La crise  a débuté  en mars  lorsque  les agences de notation financière ont revu à la baisse la note de la dette  des  États-Unis  et  de l’ Europe.  Du mauvais usage de l’argent public. Une chaîne  de protestation populaire se déballe en Grèce,  Portugal,  Italie  et en Espagne. Conséquence: la chute des gouvernements de ces quatre  pays et le déclenchement   en septembre  du mouvement «  occupy wall street » à travers les villes américaines. Au passage, l’économie mondiale a pris un sérieux coup qui a profité aux pays du BRICAS (  Brésil, Russie , Inde , Chine et  Afrique du sud ). Les  opinions publiques ont été  édifiées  sur l’ampleur  des  dépassements  et la corruption des structures financières. En Tunisie,  une  commission d’investigation  a levé le voile  sur le trésor caché de Zine and Co. Reste à récupérer d’autres butins placés dans les paradis fiscaux où le blanchiment est monnaie courante.

A côté d’autres événements  mondains et animaliers, c’est ainsi qu’allait  le monde  en  2011 avec ses 7 milliards d’âmes et son lot de catastrophes   (20.000 morts du tsunami au Japon), des changements climatiques aux quatre coins de la planète.

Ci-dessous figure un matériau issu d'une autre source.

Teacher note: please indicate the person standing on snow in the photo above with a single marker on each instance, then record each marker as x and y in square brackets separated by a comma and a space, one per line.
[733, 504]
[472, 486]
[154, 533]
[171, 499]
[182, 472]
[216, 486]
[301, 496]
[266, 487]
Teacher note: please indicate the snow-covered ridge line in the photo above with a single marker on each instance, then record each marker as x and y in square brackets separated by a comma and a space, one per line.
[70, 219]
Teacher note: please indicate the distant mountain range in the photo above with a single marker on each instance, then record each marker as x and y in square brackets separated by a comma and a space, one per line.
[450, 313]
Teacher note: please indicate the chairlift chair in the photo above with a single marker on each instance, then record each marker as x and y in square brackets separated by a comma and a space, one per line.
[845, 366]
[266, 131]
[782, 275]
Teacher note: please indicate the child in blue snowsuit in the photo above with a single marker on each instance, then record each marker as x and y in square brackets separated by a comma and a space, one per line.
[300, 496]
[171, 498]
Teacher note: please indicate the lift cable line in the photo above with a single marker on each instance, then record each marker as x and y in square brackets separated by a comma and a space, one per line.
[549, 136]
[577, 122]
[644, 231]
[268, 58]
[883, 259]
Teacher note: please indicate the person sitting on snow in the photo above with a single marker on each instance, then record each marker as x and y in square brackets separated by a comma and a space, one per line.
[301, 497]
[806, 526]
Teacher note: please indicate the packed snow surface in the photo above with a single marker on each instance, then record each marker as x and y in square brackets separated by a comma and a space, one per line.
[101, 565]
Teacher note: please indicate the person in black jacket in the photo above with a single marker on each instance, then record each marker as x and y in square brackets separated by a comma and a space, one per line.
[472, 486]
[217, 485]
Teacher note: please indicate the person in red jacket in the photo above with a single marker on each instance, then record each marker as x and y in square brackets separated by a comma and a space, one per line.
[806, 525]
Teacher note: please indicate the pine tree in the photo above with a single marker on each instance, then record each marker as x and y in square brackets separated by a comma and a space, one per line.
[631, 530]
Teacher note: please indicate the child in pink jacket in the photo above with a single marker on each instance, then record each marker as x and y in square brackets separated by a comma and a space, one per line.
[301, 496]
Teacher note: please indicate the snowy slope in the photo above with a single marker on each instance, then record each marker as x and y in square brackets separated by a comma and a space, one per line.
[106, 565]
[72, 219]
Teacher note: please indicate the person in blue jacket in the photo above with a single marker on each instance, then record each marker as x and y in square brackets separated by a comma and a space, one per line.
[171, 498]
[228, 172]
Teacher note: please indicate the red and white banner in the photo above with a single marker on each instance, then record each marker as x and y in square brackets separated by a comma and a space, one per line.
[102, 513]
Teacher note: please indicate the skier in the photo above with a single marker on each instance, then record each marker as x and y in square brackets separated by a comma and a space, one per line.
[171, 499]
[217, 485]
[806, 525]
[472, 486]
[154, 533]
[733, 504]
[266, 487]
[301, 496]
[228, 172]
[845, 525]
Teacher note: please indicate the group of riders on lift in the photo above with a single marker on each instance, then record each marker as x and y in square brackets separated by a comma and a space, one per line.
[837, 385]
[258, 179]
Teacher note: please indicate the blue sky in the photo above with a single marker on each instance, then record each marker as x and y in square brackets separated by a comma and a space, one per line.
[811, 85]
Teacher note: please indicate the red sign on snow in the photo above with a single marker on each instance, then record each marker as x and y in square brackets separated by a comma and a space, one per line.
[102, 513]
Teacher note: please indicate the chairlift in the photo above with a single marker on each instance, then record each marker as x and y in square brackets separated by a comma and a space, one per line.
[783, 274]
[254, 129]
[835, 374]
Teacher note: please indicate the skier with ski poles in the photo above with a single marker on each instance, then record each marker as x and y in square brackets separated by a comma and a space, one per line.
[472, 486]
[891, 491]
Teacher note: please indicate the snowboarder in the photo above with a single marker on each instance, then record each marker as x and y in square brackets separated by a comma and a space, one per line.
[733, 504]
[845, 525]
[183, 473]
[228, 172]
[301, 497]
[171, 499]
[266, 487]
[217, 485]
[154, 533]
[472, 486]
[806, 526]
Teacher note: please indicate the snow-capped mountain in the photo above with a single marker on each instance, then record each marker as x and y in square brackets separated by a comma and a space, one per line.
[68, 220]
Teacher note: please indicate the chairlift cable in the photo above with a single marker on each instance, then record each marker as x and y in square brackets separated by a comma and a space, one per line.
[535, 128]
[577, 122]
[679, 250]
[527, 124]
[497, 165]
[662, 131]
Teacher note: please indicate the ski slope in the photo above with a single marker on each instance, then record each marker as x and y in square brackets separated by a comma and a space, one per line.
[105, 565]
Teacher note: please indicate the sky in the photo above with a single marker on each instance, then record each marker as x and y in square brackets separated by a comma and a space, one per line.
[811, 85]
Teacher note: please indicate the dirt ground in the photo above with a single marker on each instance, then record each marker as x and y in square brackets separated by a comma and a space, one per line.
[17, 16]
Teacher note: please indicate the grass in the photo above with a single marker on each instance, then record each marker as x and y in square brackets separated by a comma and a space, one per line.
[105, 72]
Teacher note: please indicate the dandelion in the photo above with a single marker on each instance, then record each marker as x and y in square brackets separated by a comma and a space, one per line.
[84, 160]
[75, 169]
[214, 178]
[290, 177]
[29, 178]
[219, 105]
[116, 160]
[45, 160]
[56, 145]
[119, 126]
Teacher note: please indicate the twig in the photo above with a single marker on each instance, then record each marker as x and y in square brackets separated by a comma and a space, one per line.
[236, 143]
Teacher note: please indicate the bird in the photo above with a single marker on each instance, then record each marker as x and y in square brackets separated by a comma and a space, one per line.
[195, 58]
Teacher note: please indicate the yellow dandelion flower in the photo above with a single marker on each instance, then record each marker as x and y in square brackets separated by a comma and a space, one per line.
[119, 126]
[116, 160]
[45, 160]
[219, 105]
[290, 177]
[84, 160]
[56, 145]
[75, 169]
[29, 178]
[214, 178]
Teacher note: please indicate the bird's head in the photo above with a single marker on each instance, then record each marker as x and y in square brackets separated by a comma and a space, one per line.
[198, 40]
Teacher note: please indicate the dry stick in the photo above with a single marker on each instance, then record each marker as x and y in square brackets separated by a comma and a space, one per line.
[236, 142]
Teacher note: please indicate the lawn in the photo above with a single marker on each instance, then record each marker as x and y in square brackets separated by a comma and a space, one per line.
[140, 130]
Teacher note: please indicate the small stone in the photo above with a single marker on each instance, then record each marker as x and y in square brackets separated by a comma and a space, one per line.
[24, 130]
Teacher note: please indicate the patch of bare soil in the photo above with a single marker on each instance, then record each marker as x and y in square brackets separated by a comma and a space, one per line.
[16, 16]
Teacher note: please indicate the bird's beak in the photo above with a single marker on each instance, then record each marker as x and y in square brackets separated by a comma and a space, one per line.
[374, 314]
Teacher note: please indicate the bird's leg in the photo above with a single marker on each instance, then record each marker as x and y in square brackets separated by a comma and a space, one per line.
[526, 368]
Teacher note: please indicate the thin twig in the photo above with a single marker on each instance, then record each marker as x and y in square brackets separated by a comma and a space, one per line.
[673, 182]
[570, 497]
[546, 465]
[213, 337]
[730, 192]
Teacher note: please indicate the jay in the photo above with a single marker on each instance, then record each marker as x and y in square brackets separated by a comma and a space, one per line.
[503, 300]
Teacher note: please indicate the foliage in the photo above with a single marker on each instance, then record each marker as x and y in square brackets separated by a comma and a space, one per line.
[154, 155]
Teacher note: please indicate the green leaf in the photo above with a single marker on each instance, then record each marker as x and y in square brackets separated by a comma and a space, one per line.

Israël persiste et signe dans son rejet de la paix, des attentats  réguliers en Irak, Afghanistan et au Pakistan  où  le chef d’al Qaida , Ben Laden a été liquidé en mai par un commando de marines Us.
 Bref. Un monde qui ne serait pas  le monde si  les secrets étaient  accessibles  et les obstacles   franchissables!